Say I have a class like...

public abstract class Base
{
    public abstract IAttributes Attributes{ get; set; }
}

public interface IAttributes
{
    string GlobalId { get; set; }
}

And a class like this...

public class ImplementAttributes : IAttributes
{
    public string GlobalId { get; set; } = "";
    public string LocalId { get; set; } = "";
    // Other Properties and Methods....
}

And then I implement it like...

public class Derived: Base
{
    public new ImplementAttributes Attributes { get; set; } 
}

Now, I realise the above will not work because I can't override the property Attributes and if I hide it with new then the following bellow is null because the Base property does not get written.

public void DoSomethingWithAttributes(Base base)
{
    var Foo = FindFoo(base.Attributes.GlobalId);  // Null because its hidden
}

But I would like to be able to access the Base and Derived property attributes eventually like Above.

Can this be accomplished?

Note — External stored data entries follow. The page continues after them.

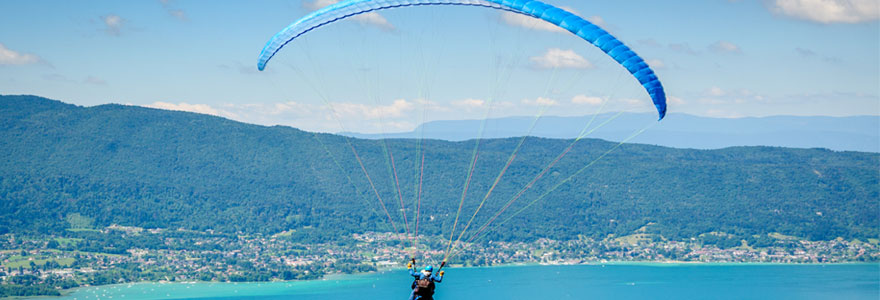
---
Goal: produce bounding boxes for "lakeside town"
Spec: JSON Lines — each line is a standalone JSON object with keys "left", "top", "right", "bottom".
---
{"left": 1, "top": 225, "right": 877, "bottom": 296}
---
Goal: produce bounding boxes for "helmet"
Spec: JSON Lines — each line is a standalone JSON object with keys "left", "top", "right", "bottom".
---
{"left": 424, "top": 265, "right": 433, "bottom": 272}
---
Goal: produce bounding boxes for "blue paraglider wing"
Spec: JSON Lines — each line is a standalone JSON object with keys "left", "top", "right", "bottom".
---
{"left": 257, "top": 0, "right": 667, "bottom": 120}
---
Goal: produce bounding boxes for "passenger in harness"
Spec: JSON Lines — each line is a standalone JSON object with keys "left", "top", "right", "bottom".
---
{"left": 407, "top": 260, "right": 444, "bottom": 300}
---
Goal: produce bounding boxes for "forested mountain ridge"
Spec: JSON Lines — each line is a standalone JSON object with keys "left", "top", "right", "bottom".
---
{"left": 1, "top": 95, "right": 877, "bottom": 243}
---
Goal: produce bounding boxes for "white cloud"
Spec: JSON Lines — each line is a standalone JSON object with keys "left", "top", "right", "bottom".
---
{"left": 530, "top": 48, "right": 593, "bottom": 69}
{"left": 622, "top": 98, "right": 647, "bottom": 107}
{"left": 222, "top": 101, "right": 318, "bottom": 119}
{"left": 521, "top": 97, "right": 558, "bottom": 106}
{"left": 333, "top": 99, "right": 414, "bottom": 119}
{"left": 772, "top": 0, "right": 879, "bottom": 23}
{"left": 142, "top": 96, "right": 687, "bottom": 134}
{"left": 303, "top": 0, "right": 337, "bottom": 10}
{"left": 304, "top": 0, "right": 393, "bottom": 30}
{"left": 354, "top": 13, "right": 394, "bottom": 30}
{"left": 102, "top": 14, "right": 125, "bottom": 36}
{"left": 571, "top": 95, "right": 604, "bottom": 105}
{"left": 0, "top": 44, "right": 42, "bottom": 65}
{"left": 535, "top": 97, "right": 557, "bottom": 106}
{"left": 209, "top": 99, "right": 429, "bottom": 133}
{"left": 452, "top": 98, "right": 486, "bottom": 108}
{"left": 709, "top": 41, "right": 742, "bottom": 54}
{"left": 146, "top": 102, "right": 233, "bottom": 118}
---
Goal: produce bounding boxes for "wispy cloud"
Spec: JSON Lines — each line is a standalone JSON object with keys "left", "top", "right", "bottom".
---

Is there a better way?

Answer 1

You can use generics:

public abstract class Base<T> where T: IAttributes
{
    public abstract T Attributes{ get; set; }
}

public interface IAttributes
{
    string GlobalId { get; set; }
}

And

public class Derived: Base<ImplementAttributes>
{
    public override ImplementAttributes Attributes { get; set; } 
}

And then:

public void DoSomethingWithAttributes<T>(Base<T> b) where T : IAttributes
{
    var Foo = FindFoo(b.Attributes.GlobalId);
}

You can pass Derived instances without specifying a type parameter explicitly:

Derived d = new Derived();
DoSomethingWithAttributes(d);